Decreto di esproprio per pubblica utilità: come eseguire le formalità nei registri immobiliari
Con la risoluzione n. 29/E del 28 luglio 2026 l’Agenzia delle Entrate chiarisce le modalità di esecuzione delle formalità nei registri immobiliari connesse ai procedimenti di espropriazione per pubblica utilità. In particolare, il documento di prassi precisa che la trascrizione del decreto di esproprio va eseguita “senza indugio” e può essere richiesta anche prima della notificazione e dell’immissione in possesso, purché la nota indichi espressamente la condizione sospensiva prevista dall’art. 23 del T.U.Es.

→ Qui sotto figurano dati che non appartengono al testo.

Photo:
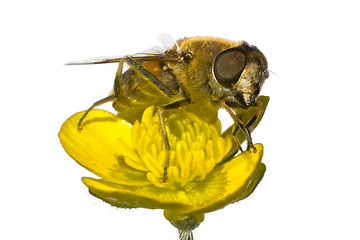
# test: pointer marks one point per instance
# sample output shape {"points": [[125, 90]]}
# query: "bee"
{"points": [[196, 70]]}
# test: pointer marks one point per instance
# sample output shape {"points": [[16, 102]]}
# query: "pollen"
{"points": [[196, 146]]}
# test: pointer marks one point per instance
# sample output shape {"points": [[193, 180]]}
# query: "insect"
{"points": [[201, 70]]}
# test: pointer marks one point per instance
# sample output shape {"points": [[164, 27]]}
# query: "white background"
{"points": [[310, 130]]}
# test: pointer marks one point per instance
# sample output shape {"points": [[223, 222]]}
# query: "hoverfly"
{"points": [[199, 70]]}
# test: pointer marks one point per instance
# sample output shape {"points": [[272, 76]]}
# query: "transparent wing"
{"points": [[165, 56]]}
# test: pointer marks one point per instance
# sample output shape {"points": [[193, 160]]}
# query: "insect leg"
{"points": [[163, 129], [257, 114], [102, 101], [240, 125], [234, 134]]}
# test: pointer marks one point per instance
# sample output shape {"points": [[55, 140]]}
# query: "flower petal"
{"points": [[227, 183], [137, 196], [101, 146]]}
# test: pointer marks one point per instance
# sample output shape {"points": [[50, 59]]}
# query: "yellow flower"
{"points": [[203, 175]]}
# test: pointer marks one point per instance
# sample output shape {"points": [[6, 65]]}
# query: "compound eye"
{"points": [[228, 66]]}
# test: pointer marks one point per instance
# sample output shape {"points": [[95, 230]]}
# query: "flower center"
{"points": [[195, 148]]}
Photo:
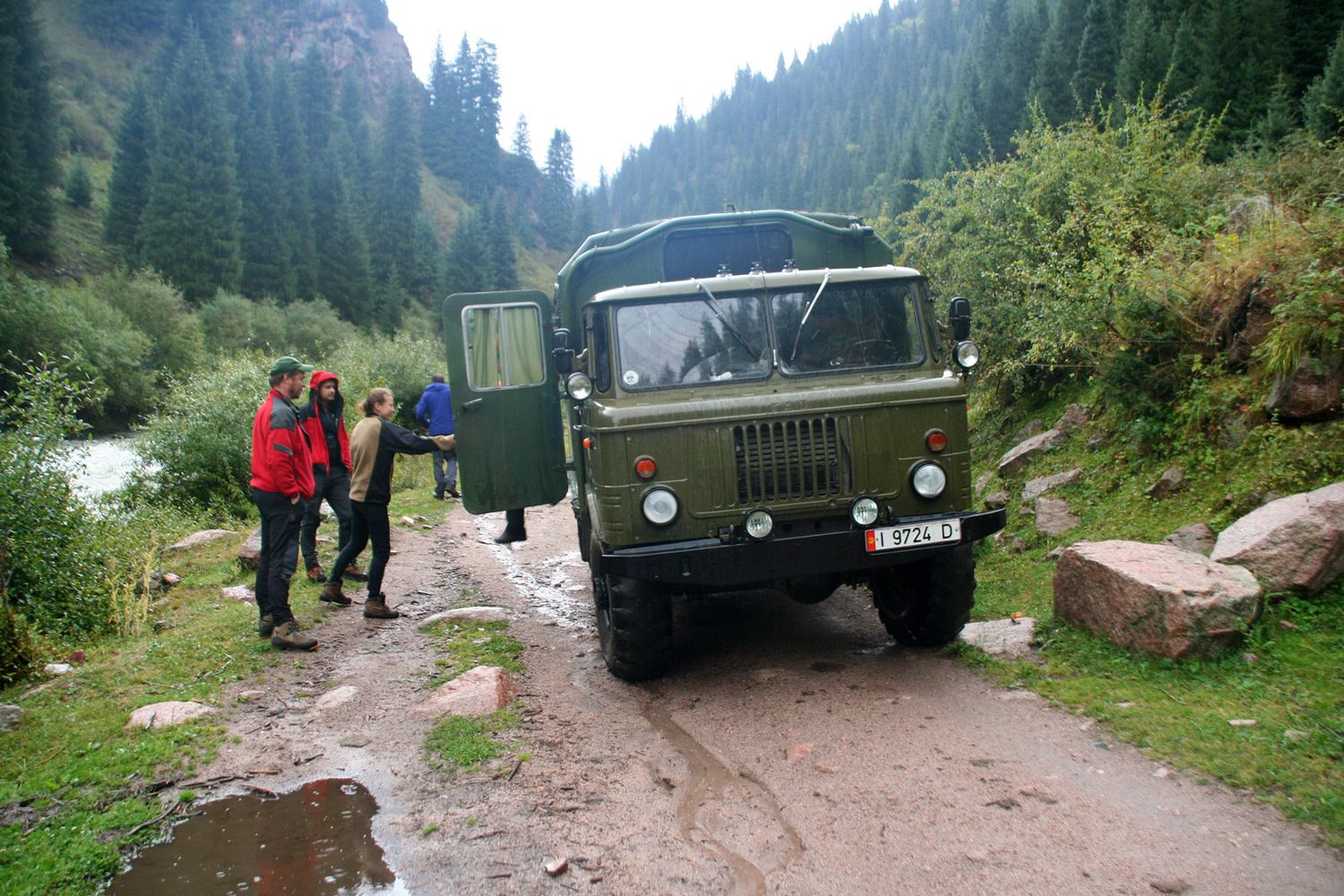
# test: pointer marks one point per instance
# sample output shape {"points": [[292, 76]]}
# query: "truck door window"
{"points": [[688, 341], [504, 346], [852, 327]]}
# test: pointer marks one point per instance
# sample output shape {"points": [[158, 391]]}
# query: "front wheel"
{"points": [[633, 622], [925, 603]]}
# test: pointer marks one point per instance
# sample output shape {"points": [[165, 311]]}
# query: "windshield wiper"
{"points": [[718, 312], [806, 314]]}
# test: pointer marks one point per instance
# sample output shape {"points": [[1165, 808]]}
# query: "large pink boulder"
{"points": [[1290, 544], [1155, 598]]}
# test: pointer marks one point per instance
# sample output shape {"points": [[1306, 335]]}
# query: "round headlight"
{"points": [[660, 506], [578, 386], [760, 524], [967, 354], [863, 512], [929, 479]]}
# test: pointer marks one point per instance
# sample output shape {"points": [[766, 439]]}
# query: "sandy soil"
{"points": [[792, 750]]}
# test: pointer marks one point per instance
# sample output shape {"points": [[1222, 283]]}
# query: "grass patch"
{"points": [[1289, 673], [468, 742], [77, 780]]}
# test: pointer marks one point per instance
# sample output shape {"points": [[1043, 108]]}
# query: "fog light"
{"points": [[863, 512], [760, 524], [578, 386], [660, 506], [929, 479]]}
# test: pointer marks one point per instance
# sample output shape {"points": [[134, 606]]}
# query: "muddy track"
{"points": [[792, 750]]}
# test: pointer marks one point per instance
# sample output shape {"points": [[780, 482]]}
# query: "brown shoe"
{"points": [[332, 594], [379, 610], [288, 637]]}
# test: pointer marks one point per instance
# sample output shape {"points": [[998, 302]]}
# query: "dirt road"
{"points": [[792, 750]]}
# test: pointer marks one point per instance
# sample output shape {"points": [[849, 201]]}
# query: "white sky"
{"points": [[612, 72]]}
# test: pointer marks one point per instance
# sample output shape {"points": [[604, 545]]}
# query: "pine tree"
{"points": [[556, 211], [188, 231], [1322, 107], [27, 134], [129, 185]]}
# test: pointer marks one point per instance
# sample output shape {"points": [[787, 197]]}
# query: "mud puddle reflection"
{"points": [[314, 840]]}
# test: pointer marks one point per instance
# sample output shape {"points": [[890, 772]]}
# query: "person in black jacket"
{"points": [[374, 446]]}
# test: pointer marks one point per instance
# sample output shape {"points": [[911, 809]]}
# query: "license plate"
{"points": [[913, 536]]}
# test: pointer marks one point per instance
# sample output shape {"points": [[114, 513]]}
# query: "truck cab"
{"points": [[750, 401]]}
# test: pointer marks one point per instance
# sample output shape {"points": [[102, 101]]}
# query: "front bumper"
{"points": [[710, 562]]}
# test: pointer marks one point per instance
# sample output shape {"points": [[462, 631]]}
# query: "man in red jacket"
{"points": [[281, 484], [324, 422]]}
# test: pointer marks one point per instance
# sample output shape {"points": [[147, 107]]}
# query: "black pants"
{"points": [[368, 522], [279, 556], [335, 487]]}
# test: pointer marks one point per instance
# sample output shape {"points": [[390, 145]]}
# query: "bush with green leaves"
{"points": [[54, 576]]}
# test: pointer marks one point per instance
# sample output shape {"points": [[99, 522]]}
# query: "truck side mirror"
{"points": [[959, 314], [562, 352]]}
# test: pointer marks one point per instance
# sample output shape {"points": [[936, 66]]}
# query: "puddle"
{"points": [[316, 840]]}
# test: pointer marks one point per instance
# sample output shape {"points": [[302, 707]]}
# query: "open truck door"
{"points": [[505, 401]]}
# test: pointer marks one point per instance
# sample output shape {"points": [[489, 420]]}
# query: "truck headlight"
{"points": [[929, 479], [659, 506]]}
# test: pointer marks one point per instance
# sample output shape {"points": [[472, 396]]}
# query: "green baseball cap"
{"points": [[289, 365]]}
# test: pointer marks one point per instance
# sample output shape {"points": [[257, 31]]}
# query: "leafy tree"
{"points": [[556, 211], [129, 185], [27, 134], [190, 226]]}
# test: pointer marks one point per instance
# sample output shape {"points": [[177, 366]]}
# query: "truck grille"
{"points": [[789, 460]]}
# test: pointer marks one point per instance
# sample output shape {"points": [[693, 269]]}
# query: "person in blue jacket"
{"points": [[435, 411]]}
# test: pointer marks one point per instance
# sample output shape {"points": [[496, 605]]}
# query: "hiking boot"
{"points": [[288, 637], [378, 608], [332, 594]]}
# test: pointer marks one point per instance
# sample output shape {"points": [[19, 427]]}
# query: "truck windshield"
{"points": [[852, 325], [691, 340]]}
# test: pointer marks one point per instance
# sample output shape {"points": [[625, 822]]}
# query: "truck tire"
{"points": [[633, 622], [925, 603]]}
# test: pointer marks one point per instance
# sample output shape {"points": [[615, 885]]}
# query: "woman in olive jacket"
{"points": [[373, 447]]}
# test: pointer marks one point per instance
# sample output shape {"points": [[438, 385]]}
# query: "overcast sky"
{"points": [[610, 72]]}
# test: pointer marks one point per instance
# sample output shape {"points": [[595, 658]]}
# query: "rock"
{"points": [[1000, 637], [1074, 417], [1027, 432], [238, 592], [336, 696], [1290, 544], [470, 614], [1024, 452], [249, 555], [1035, 487], [1195, 538], [10, 716], [196, 538], [1309, 392], [1155, 598], [1054, 517], [1167, 485], [172, 712], [473, 694]]}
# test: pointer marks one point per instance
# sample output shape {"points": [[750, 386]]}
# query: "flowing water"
{"points": [[314, 841]]}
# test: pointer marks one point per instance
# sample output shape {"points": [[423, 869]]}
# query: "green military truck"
{"points": [[752, 401]]}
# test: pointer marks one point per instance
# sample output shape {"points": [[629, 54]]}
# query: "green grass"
{"points": [[1288, 676]]}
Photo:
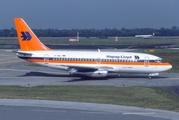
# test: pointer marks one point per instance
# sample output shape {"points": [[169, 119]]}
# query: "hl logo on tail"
{"points": [[26, 36]]}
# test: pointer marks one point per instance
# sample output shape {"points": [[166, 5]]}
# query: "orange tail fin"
{"points": [[27, 39]]}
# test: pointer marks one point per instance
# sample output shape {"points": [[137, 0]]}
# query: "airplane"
{"points": [[95, 64], [144, 36]]}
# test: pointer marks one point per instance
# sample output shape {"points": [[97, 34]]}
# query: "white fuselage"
{"points": [[111, 61]]}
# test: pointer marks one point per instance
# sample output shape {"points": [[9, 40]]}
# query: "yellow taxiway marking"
{"points": [[11, 62], [35, 71]]}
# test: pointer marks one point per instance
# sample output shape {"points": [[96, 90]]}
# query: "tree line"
{"points": [[174, 31]]}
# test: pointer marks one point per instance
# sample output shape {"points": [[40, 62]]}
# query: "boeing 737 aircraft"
{"points": [[144, 36], [85, 63]]}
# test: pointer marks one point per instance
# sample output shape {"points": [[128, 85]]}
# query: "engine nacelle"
{"points": [[96, 74]]}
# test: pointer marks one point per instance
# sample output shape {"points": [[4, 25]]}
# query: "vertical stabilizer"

Normativa di riferimento: in base all’attuale assetto normativo, il decreto di esproprio può collocarsi nell’ambito di una procedura “ordinaria” disciplinata dagli artt. 20, 23 e 24 del D.P.R. n. 327/2001 recante il “Testo Unico delle disposizioni legislative e regolamentari in materia di espropriazione per pubblica utilità” (di seguito “Testo Unico” o anche solo “T.U.Es.”), ovvero può rappresentare – al ricorrere di determinati presupposti – l’esito di un procedimento “accelerato” previsto dall’art. 22-bis del Testo Unico, avviato con un decreto motivato di occupazione d’urgenza preordinata all’espropriazione.
La pubblicità immobiliare nel procedimento ordinario di esproprio
Tanto premesso in via generale, nel circoscrivere l’analisi al profilo delle corrette modalità di esecuzione della pubblicità immobiliare, occorre tener presente che nell’ambito della procedura ordinaria possono verificarsi le seguenti ipotesi operative:
- l’autorità espropriante, una volta emanato il decreto di esproprio, ne richiede immediatamente la trascrizione;
- l’autorità espropriante richiede la trascrizione successivamente alla notificazione e all’esecuzione del decreto realizzatasi mediante l’immissione in possesso.
La risoluzione chiarisce che nell’ipotesi in cui venga richiesta la trascrizione di esproprio prima della sua esecuzione:
- il titolo è il decreto di esproprio e la nota di trascrizione deve menzionare la condizione sospensiva ai sensi dell’art. 2659 c.c.;
- l’annotazione dell’avvenuta esecuzione (art. 24, comma 5, T.U.Es.) si effettua successivamente tramite il verbale di immissione in possesso che l’autorità espropriante trasmette al conservatore.
La risoluzione chiarisce che non è richiesta la produzione delle relate di notificazione al conservatore né altra documentazione comprovante la notifica, né in caso di doppia formalità (trascrizione prima e annotazione dopo), né nel caso di formalità unica effettuata dopo l’esecuzione: il verbale di immissione o il decreto annotato con la data dell’immissione sono sufficienti per la rappresentazione documentale dell’esproprio.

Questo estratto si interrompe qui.